Cabinet announced on Wednesday (9th November) that it has agreed to scrap the draft Right to Request Remote Working Bill and instead deliver the new workers’ rights in the Work-Life Balance Bill, which is currently making its way through the Oireachtas.
The ‘right to request’ legislation had previously been described as “fatally flawed” by Fórsa and the Irish Congress of Trade Unions (ICTU), and in need of major amendments. The new legislation has been developed as a result of extensive engagement between government departments, trade unions and employers.

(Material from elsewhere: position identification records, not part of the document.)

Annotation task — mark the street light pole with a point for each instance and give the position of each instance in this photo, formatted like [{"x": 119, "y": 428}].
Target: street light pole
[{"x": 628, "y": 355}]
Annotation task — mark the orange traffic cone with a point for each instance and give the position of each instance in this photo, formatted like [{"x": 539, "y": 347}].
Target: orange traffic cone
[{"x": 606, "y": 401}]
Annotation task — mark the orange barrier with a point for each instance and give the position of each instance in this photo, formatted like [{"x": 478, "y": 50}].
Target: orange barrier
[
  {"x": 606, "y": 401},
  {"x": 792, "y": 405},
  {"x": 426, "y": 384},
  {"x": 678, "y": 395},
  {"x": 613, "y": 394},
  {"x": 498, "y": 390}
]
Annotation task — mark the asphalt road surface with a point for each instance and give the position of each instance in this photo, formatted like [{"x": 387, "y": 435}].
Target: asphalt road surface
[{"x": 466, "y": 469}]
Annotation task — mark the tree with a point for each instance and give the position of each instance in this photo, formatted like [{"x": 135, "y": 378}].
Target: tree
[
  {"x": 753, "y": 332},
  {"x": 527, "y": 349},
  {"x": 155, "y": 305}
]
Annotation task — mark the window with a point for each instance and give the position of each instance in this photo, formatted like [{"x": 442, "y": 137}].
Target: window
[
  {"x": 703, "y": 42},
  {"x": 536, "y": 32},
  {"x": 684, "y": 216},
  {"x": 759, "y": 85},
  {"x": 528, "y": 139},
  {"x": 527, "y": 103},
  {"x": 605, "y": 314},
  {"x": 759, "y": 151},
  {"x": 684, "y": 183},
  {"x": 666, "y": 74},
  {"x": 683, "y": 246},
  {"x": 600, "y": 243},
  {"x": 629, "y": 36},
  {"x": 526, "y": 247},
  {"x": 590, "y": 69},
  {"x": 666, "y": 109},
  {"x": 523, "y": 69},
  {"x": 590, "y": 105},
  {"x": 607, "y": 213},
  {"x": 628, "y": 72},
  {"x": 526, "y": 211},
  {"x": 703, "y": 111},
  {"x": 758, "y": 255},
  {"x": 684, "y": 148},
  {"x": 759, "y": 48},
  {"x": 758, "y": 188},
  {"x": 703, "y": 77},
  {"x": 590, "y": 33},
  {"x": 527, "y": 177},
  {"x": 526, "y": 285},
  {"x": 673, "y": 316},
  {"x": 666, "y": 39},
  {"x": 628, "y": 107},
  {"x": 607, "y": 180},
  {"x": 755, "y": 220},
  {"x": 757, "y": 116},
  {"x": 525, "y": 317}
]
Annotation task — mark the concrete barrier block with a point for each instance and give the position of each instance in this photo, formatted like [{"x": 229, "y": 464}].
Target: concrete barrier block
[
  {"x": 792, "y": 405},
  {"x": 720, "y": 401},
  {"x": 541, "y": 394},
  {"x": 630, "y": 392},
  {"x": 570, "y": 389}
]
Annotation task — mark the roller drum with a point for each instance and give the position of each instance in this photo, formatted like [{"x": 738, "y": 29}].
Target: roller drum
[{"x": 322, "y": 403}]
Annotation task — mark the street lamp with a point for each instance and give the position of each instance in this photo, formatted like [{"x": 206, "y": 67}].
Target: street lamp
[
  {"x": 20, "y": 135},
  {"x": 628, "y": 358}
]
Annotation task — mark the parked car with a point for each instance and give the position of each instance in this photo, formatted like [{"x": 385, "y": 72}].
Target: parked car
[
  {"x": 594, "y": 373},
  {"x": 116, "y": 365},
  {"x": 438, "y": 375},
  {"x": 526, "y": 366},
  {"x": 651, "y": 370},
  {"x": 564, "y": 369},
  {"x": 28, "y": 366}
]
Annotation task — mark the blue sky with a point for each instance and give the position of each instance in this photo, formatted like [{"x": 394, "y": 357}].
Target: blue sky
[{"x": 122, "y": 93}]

ICTU general secretary Owen Reidy said integrating the two pieces of legislation will deliver workers a statutory right to request remote working before the end of this year, months ahead of the expected schedule.
Unions have been clear that full flexibility for all workers is necessary to close the emerging work-life balance privilege gap between workers who can work remotely and those in jobs requiring a physical presence.
He added: “Congress and our affiliate unions welcome the Government commitment, to be written into the Work-Life Balance Bill, to consider extending the right to request all types of flexible working arrangements to all workers, not just remote, after two years of the legislation coming into effect.”
“Unions have been clear that full flexibility for all workers is necessary to close the emerging work-life balance privilege gap between workers who can work remotely and those in jobs requiring a physical presence.
The new legislation illustrates the potential for problem-solving and innovation through the close collaboration of the social partners.
Mr. Reidy said: “I want to acknowledge the collaborative approach taken by the Tánaiste and his officials to resolve the flawed draft legislation and to deliver on his commitment to a new workers’ right to remote working.”
ICTU president and Fórsa general secretary Kevin Callinan said the new legislation illustrated the potential for problem-solving and innovation through the close collaboration of the social partners: “This is a great example of effective tripartism to address a significant challenge for working people and employers.
“This is why we are advocating for a new social compact in response to the challenges ahead. Those challenges are significant, and are driven by inflation, international conflict and a changing climate. There are opportunities to prepare for a better, more secure future by working together through a new social compact,” he said.